We meet with a lot of entrepreneurs in our 1000watt offices. Connecting with startups is one of my favorite things to do.
Often during these meetings, as the conversation shifts from product to business strategy, I steel myself for the one slide in the pitch deck that I know is coming… the Borrell Slide.
You know what I’m talking about. It’s the slide that pegs the total ad and marketing spend by real estate professionals at around $10 billion a year, a figure produced by research firm Borrell Associates.
“If we get just X percent of that number…” is how it’s framed. This is usually the point at which I tune out.
Here’s the reason why:
I don’t think any significant amount of advertising money is going to go to real estate media companies in the future.
I’m convinced most of it is going to go to Facebook.
Zillow may be the 800-pound gorilla in the real estate advertising space right now, but Facebook is the elephant in the room. They’re the company that never really gets mentioned in the same breath as Zillow or Realtor.com.
But Facebook is where the smart agents and brokers are spending their money right now. And it’s where I believe the lion’s share of that $10 billion will be spent in the future.

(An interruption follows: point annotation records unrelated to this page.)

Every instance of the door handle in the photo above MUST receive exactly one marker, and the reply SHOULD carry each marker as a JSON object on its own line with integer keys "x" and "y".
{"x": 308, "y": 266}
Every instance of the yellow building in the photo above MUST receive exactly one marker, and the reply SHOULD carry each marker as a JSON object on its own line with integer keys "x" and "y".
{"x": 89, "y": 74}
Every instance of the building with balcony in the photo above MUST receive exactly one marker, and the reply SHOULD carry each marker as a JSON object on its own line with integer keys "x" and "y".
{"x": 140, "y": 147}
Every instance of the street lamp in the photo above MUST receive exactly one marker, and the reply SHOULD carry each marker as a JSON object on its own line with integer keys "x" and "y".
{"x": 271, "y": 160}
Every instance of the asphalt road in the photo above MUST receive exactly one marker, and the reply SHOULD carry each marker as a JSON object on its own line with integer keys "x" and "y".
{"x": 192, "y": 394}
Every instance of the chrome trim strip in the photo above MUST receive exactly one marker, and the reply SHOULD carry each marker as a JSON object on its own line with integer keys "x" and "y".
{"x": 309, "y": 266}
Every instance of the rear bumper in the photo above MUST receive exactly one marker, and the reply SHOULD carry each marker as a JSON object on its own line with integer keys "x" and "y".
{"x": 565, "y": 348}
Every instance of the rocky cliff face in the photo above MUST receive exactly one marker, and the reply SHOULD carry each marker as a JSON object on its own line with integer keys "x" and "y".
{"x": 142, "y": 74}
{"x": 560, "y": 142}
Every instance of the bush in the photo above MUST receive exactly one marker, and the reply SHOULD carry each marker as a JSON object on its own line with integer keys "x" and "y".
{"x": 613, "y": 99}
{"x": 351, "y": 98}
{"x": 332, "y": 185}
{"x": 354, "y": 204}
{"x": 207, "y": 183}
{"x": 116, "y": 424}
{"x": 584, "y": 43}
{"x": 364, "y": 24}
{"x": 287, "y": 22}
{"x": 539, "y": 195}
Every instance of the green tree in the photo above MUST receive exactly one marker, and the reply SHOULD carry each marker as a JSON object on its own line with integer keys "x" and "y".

So of course, it’s where some smart startups are starting to focus their attention, too.
We just got back from Realogy’s third annual FWD event. Once again, a fresh young crop of startups got a shot at pitching their products to the biggest real estate franchisor in the world.
Two of my favorites from the competition – Flipt and Curaytor – are doing exactly what I outlined above. They saw that big ad spend number and rather than try to take a run at it themselves, decided to build products and services that help slipstream the dollars to where they are heading anyway.
As a result, they’re doing an end run around intermediaries like Zillow.
The case they’re making to agents and brokers?
Why would you ever want to buy leads from a real estate media site when you can fish further upstream in more productive waters?
What good is a phone number or email address culled off a property search when you can target your message or take your product (i.e., listings) directly to the world’s largest database of potential customers?
Add the ability to segment your advertising by geography, income range, age bracket, interest, housing status and dozens of other personal attributes and you’ve got a channel of unprecedented power.
The case Flipt and Curaytor make is illuminating and strong. The results these companies can point to are compelling.
A future where productive listing agents and their brokers demand a “my listing, my lead” position on portals while simultaneously farming Facebook for new buyers and sellers seems more than possible.
So if I were a media company whose revenue depended on selling ads on property listings right now, I’d be feeling the heat not just from the brokers and agents questioning my place in the real estate ecosystem – but from Zuck too.